All the while, a steady stream of media coverage detailed the sacrifices that nurses were making and lauded them as heroes. My hope was that the media coverage around nurse mental health and the wider mental health impacts of COVID would catalyze a reckoning in healthcare. Sadly, new research from Trusted suggests the mental health headlines of the last few years have done little to create substantive change in the working lives of nurses.
According to our third annual survey of frontline nurses, two-thirds believe that the healthcare industry’s stance on their mental health has not changed since the start of the pandemic. An overwhelming 95% of respondents said that their mental health was either to their companies, or that it was a priority, but that there were inadequate measures in place to support it.

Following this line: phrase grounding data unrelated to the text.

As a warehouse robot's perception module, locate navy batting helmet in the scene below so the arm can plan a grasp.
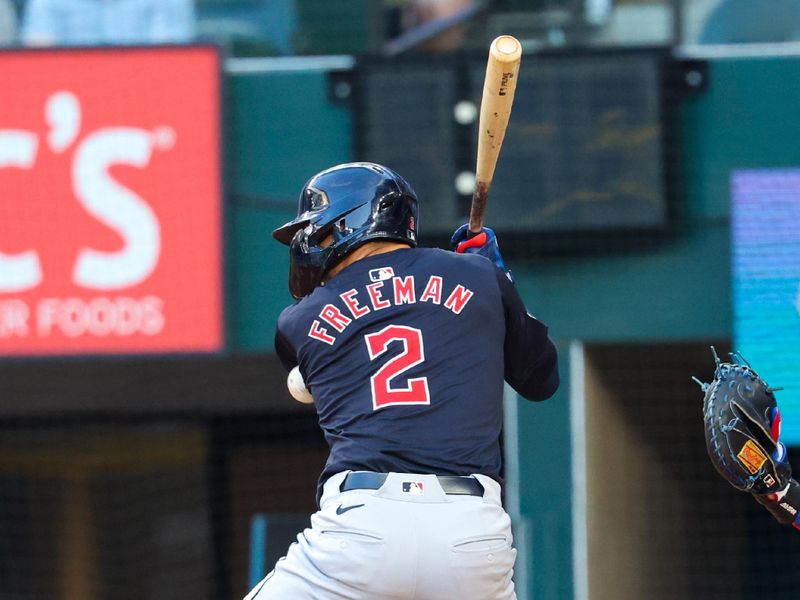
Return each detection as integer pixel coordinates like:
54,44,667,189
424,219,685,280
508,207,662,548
272,162,418,299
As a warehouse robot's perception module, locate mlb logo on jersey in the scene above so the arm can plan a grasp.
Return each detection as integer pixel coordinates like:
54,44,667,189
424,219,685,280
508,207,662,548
369,267,394,281
403,481,425,496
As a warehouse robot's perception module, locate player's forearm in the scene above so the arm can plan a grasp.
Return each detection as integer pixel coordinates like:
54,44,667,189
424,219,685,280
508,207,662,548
753,479,800,529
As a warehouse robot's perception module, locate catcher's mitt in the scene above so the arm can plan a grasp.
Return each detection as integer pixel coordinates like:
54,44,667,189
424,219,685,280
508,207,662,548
694,347,792,495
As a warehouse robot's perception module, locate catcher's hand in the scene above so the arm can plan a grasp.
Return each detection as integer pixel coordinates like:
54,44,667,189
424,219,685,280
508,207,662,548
695,347,800,524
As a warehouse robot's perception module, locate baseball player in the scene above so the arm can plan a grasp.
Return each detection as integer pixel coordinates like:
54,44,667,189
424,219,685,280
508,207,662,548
247,163,559,600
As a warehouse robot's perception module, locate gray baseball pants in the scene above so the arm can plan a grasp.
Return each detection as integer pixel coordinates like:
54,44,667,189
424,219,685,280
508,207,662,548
245,472,517,600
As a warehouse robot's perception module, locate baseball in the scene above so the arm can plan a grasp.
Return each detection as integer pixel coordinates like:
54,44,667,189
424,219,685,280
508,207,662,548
286,367,314,404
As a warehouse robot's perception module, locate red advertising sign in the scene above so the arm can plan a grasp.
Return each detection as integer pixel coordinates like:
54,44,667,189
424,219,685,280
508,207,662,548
0,47,222,356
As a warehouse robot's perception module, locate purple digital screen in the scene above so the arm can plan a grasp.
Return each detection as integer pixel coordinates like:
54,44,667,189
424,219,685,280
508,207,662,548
731,169,800,445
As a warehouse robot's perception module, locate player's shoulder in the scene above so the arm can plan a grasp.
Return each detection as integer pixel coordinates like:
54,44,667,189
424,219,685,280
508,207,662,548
417,248,493,271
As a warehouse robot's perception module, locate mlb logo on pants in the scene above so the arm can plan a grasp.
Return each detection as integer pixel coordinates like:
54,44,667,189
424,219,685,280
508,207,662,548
403,481,425,496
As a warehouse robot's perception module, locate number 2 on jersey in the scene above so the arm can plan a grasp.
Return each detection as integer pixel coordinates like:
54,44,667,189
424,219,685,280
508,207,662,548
364,325,431,410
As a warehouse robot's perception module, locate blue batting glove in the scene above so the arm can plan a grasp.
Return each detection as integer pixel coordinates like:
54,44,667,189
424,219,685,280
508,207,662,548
450,223,514,282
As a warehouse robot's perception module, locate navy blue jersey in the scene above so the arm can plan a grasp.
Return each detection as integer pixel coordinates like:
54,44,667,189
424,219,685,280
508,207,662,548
275,248,558,500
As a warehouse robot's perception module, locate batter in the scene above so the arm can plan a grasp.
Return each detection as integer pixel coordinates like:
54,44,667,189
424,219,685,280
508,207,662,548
247,163,559,600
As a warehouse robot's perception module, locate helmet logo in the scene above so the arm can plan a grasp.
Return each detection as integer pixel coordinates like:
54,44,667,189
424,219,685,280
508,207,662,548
306,187,331,210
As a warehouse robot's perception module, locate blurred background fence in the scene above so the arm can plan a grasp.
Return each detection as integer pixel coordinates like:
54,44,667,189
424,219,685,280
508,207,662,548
0,0,800,600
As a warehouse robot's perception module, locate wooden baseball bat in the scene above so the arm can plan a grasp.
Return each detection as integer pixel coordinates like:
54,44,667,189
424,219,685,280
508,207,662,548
469,35,522,234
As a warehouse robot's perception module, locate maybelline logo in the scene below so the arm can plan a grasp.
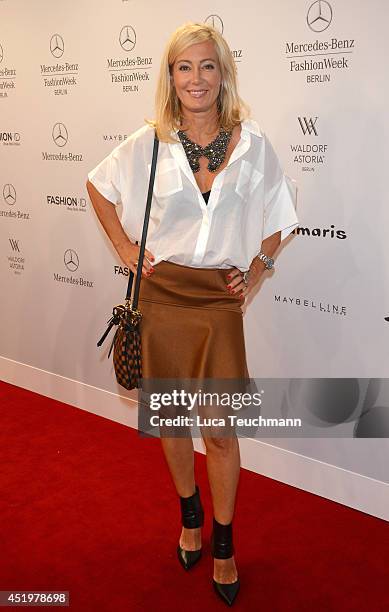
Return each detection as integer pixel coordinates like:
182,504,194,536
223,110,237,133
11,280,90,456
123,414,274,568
292,224,347,240
0,131,21,146
42,122,83,162
0,183,30,220
103,134,128,142
54,249,94,287
290,117,328,172
8,238,26,274
107,25,153,93
46,195,87,212
0,44,16,98
274,295,347,316
204,15,243,62
285,0,355,83
41,34,79,95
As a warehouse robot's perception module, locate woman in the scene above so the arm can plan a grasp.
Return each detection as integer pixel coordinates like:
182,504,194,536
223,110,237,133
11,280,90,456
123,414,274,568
87,23,297,605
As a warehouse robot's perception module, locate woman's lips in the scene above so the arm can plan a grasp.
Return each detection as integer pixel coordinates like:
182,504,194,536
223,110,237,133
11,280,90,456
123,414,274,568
188,89,208,98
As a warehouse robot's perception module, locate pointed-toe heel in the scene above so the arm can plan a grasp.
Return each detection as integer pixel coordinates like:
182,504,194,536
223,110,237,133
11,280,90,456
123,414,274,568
177,485,204,570
212,578,240,606
211,518,240,606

Even though nurses are reporting disturbing levels of burnout (75%), compassion fatigue (66%), depression (64%), declines in their physical health (64%) and extreme feelings of trauma, extreme stress and/or post traumatic stress disorder (PTSD) (50%), they don’t feel comfortable seeking help at work for these issues. Sixty percent of respondents said they were either “very unlikely” or “somewhat unlikely” to share feelings of acute depression, suicidal thoughts, or mental health issues with their manager or another individual at their facility, even if it they felt it might impair their ability to do their jobs.
In fact, 40% of nurses don’t know what mental health benefits their current employer offers, and among those that do, more than half of nurses are dissatisfied with the level of support their current facility provides related to their mental health and well-being. Given all that, it’s unsurprising that 64% of nurses say they are less committed to the profession than they were pre-pandemic.
As one of the single largest professions in the U.S., the struggles that nurses are facing and the rate at which they are leaving the industry must serve as a wake-up call to all of us. A 2021 U.S. healthcare labor report from Mercer projects a shortage of 3.2 million healthcare workers within five years. Beyond this, nurse staffing shortages are associated with increased patient mortality and cost hospitals an estimated $24 billion in the first 18 months of the pandemic. Not only will our already fragile healthcare industry collapse without these nurses, but they are now the most extreme example of corporate policy failing to change in the wake of this historic moment when our collective mental health has been damaged, possibly forever.
In order to address the nurse mental health crisis, health systems need to offer benefits that make nursing a more sustainable career choice. Respondents in our survey identified a wellness or fitness stipend (74%); access to a gym, yoga studio or group fitness classes (67%) and flexible scheduling (64%) as some of the top benefits that would support their mental health. Hospitals also need to do more to destigmatize mental health issues and to create a culture in which nurses feel comfortable being open and honest about the issues they are facing, particularly when those struggles are a direct result of the demands of the job. When mental health programs are marketed internally, they should be packaged with strong messaging around confidentiality and job and license security.
While I’m heartened by the growing discussions around mental health and work, more decisive action is needed to transform workplaces into places that support mental health rather than detracting from it. Without a concerted effort to address mental health, especially for individuals in high stress jobs, employee attrition will continue to impact our nation’s ability to staff critical industries and the mass exodus of nurses will be just the beginning.